Lazy Diary @ Hatena Blog

PowerShell / Java / miscellaneous things about software development, Tips & Gochas. CC BY-SA 4.0/Apache License 2.0

CharsetEncoder#canEncode() equivalent for PowerShell

Context:

You want to test whether a codepoint is valid in a specific character encoding.

Problem

In .NET, there are no equivalent functions to CharsetEncoder#canEncode() in Java.

Solution

If you want to test whether a character is valid in an encoding, you can test by using character interconversion like:

function Test-Character {
  Param(
    [Parameter(ValueFromPipeline=$true,Mandatory=$true)]
    [string] $Character,
    [Parameter(ValueFromPipeline=$false,Mandatory=$true)]
    $Encoding
  )
  begin {
    if ($PSVersionTable.PSEdition -eq "Core") {
      [System.Text.Encoding]::RegisterProvider([System.Text.CodePagesEncodingProvider]::Instance)
    }
    $TestEncoding = [System.Text.Encoding]::GetEncoding($Encoding)
  }
  process {
    [String]::new($TestEncoding.GetChars($TestEncoding.GetBytes($Character))).Equals($Character)  
  }
}

You can call this like Test-Character -Character "あ" -Encoding 932 and will get $True, and Test-Character -Character "♩" -Encoding 932 and will get $False. This cmdlet is suitable for test whether a character valid in Unicode is valid in another encoding.
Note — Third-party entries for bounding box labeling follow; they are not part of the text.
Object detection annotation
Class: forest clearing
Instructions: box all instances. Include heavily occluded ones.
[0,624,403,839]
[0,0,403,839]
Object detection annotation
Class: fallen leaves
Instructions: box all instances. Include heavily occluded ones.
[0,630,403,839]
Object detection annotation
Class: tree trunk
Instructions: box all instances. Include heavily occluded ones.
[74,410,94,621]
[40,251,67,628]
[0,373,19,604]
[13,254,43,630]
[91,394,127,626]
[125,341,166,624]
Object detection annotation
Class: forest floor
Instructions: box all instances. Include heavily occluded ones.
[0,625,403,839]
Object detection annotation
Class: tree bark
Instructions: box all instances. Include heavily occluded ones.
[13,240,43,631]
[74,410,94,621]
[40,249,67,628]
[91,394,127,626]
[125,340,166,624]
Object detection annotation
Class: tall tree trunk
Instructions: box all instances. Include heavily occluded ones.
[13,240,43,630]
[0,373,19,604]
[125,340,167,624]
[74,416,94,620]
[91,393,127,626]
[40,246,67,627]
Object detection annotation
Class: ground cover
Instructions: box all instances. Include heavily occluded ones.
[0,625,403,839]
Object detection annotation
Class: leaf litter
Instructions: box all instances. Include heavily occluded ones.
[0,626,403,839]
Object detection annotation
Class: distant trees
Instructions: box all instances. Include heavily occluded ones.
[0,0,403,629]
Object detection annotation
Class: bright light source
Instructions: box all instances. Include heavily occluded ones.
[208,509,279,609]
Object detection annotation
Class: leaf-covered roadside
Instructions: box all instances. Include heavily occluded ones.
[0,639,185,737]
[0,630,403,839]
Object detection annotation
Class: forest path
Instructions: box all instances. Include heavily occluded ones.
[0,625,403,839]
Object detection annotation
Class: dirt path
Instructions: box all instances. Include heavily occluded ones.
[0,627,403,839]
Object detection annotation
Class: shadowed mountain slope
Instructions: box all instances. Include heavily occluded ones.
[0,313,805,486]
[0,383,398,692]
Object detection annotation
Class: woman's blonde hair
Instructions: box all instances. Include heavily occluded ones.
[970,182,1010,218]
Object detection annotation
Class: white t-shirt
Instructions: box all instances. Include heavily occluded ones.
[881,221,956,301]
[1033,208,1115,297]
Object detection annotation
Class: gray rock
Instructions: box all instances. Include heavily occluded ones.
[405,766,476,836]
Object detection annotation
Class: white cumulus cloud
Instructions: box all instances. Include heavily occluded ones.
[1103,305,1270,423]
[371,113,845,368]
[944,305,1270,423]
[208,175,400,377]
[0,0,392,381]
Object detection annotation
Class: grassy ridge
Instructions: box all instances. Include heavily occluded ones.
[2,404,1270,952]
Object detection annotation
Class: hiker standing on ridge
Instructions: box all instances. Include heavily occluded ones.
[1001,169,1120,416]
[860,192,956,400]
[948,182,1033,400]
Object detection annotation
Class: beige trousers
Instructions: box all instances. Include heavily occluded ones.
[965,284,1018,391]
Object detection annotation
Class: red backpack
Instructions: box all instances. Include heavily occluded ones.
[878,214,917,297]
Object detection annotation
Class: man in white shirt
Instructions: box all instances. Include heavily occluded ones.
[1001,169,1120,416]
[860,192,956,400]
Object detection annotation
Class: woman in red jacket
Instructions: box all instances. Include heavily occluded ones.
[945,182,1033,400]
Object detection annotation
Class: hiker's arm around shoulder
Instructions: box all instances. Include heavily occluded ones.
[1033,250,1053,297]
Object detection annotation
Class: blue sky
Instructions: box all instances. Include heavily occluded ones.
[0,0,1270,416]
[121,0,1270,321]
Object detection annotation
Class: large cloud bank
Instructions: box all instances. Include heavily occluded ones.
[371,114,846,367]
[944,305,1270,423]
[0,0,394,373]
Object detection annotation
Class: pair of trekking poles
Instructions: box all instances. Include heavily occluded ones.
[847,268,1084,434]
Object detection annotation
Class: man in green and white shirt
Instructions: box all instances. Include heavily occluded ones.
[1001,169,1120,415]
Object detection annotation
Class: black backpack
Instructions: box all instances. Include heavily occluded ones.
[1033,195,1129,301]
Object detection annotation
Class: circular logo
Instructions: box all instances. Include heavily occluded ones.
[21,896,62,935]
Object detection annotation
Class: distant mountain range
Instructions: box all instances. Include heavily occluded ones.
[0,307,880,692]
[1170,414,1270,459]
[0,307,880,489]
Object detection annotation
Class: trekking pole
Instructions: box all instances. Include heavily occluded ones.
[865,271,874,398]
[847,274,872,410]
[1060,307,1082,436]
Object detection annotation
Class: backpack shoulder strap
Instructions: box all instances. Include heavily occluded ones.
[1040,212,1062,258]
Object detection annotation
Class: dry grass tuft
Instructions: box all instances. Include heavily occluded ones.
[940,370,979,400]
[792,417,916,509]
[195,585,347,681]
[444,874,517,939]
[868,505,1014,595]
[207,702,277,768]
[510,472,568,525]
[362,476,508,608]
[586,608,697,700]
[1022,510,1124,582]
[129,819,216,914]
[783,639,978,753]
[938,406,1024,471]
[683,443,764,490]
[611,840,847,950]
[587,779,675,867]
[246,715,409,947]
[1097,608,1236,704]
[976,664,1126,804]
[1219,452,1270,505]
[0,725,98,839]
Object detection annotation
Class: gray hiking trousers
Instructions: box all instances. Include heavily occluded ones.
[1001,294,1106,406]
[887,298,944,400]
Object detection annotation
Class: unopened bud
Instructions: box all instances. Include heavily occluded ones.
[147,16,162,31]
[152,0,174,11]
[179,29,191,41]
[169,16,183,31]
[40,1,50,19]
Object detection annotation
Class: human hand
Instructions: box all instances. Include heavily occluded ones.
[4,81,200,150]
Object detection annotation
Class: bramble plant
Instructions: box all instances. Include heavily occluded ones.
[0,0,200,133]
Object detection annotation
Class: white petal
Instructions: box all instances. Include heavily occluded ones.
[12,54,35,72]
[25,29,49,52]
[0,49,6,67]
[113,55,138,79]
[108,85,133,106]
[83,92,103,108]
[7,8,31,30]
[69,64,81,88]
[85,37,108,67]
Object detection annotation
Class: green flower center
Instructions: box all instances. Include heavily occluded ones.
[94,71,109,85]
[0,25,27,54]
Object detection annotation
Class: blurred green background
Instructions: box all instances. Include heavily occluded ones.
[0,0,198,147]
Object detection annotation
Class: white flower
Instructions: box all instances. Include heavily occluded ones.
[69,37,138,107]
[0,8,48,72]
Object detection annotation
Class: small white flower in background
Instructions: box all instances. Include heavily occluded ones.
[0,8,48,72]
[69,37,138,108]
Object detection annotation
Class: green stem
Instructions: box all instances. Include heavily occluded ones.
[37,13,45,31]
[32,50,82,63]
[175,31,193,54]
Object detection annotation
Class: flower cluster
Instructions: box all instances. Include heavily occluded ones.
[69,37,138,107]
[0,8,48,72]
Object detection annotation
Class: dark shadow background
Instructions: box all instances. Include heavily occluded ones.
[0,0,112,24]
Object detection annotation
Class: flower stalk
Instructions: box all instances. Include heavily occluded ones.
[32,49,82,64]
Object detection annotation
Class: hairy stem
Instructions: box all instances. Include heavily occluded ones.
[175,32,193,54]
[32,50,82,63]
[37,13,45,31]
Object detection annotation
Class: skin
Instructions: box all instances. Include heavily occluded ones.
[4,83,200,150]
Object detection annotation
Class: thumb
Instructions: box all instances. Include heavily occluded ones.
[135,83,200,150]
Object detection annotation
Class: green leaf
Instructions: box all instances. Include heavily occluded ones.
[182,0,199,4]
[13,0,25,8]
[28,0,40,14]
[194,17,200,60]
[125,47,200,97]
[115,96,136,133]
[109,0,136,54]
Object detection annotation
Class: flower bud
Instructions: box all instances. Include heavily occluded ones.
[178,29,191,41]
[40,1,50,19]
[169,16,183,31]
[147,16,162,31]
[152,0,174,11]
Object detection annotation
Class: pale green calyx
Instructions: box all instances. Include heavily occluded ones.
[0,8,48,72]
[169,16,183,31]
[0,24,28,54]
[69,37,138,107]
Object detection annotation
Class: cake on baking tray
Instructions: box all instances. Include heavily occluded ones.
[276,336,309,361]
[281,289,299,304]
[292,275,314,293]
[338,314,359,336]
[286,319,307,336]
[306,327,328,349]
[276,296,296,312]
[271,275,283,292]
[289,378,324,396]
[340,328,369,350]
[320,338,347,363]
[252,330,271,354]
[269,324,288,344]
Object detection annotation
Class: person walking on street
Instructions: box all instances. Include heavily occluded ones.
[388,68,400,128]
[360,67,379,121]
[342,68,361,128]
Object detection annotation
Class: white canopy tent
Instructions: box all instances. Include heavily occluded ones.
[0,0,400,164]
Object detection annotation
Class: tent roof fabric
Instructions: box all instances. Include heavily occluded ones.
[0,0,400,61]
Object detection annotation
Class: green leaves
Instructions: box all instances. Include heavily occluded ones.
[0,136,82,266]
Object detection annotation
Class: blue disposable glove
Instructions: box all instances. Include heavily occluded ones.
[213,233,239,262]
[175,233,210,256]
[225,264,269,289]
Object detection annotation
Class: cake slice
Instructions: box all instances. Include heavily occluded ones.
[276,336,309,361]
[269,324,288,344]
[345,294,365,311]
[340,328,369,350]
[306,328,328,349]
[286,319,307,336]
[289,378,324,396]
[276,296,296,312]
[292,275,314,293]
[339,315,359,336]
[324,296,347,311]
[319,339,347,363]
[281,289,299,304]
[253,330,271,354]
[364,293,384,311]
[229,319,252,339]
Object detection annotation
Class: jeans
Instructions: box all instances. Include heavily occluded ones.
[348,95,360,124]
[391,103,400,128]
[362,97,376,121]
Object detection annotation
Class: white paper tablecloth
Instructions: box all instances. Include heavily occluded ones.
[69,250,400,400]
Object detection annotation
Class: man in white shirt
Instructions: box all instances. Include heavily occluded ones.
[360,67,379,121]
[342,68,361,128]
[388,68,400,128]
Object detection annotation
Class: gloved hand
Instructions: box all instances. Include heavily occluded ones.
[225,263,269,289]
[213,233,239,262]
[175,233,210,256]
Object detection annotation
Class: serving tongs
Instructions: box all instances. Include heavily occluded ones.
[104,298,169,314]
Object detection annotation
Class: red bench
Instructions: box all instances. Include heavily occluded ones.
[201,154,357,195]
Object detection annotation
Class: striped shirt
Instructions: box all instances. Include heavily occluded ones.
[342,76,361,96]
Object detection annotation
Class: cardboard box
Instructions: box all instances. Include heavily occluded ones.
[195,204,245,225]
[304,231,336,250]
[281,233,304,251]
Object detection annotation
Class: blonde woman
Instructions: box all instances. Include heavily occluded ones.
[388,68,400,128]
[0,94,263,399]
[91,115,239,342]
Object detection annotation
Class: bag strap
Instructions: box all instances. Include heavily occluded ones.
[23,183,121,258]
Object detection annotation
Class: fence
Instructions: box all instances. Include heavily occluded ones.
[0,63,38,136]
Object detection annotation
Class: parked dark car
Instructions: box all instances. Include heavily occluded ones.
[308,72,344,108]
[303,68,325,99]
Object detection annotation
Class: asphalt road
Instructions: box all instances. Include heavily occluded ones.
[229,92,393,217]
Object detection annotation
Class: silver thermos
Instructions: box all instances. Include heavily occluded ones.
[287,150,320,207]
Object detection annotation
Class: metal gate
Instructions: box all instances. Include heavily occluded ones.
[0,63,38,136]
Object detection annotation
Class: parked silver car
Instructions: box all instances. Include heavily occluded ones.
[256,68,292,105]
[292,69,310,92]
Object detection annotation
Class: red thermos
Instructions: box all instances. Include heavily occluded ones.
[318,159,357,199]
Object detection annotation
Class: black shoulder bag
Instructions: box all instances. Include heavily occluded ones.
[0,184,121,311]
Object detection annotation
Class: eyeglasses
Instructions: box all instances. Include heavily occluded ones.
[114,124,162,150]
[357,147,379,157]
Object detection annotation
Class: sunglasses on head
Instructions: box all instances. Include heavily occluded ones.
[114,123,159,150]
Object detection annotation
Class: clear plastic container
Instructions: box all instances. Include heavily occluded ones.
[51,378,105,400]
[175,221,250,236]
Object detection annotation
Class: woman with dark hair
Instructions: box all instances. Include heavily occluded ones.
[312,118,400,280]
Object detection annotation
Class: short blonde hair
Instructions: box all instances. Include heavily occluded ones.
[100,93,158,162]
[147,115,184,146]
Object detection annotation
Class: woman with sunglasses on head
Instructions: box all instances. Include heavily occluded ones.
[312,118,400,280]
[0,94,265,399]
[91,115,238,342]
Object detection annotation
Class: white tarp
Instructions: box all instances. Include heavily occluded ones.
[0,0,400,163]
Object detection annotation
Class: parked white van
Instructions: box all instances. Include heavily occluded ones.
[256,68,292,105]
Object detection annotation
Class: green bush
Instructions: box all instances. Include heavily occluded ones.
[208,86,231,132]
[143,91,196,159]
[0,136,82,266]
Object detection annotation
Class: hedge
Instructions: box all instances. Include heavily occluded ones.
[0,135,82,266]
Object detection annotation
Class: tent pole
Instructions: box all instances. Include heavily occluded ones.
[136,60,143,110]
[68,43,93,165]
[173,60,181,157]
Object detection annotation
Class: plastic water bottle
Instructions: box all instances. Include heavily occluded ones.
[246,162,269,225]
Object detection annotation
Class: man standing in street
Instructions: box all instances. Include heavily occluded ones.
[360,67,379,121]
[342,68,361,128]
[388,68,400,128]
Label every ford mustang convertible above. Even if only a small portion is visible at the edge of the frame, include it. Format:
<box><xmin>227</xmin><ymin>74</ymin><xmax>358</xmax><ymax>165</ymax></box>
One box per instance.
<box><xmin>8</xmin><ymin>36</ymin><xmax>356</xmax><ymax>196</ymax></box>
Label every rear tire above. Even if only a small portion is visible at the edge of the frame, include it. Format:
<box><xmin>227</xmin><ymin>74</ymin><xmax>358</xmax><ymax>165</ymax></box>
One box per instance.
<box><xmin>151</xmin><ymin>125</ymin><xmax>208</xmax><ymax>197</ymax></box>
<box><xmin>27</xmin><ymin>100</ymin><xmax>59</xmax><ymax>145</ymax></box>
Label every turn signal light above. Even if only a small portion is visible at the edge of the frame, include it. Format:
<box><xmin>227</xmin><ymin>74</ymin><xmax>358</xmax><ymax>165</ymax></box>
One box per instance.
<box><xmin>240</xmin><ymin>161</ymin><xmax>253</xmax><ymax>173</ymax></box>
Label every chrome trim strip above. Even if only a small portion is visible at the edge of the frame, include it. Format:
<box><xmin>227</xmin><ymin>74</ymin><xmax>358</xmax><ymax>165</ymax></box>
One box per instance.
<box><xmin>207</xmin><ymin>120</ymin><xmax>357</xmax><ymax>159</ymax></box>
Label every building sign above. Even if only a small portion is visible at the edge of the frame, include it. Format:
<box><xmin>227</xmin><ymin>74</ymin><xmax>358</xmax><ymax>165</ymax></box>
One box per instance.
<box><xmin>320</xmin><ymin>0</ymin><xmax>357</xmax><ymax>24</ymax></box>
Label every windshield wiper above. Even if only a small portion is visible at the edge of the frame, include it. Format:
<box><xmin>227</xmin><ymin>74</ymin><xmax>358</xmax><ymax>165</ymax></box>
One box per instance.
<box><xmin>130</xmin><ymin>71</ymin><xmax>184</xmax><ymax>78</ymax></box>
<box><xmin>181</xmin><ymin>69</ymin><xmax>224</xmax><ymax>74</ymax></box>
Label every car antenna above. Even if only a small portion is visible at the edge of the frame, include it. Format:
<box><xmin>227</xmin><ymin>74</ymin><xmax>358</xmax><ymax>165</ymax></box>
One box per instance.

Also, you can test codepoints with Convert-CodePoint like:

function Test-CodePoint {
  Param(
    [Parameter(ValueFromPipeline=$true,Mandatory=$true)]
    [string] $CodePoint,
    [Parameter(ValueFromPipeline=$false,Mandatory=$true)]
    $Encoding
  )
  begin {
    [System.Text.Encoding]::RegisterProvider([System.Text.CodePagesEncodingProvider]::Instance)
  }
  process {
    $UnicodeCodePoint = (Convert-CodePoint -CodePoint $CodePoint -From $Encoding -To "utf-16BE")
    $ReverseCodePoint = (Convert-CodePoint -CodePoint $UnicodeCodePoint -From "utf-16BE" -To $Encoding)
    $CodePoint.Equals($ReverseCodePoint)
  }
}

You can call this like Test-CodePoint -CodePoint "84BE" -Encoding 932 and will get $True, and Test-CodePoint -CodePoint "84BF" -Encoding 932 and will get $False. This cmdlet is suitable for test whether a codepoint is valid in an encoding.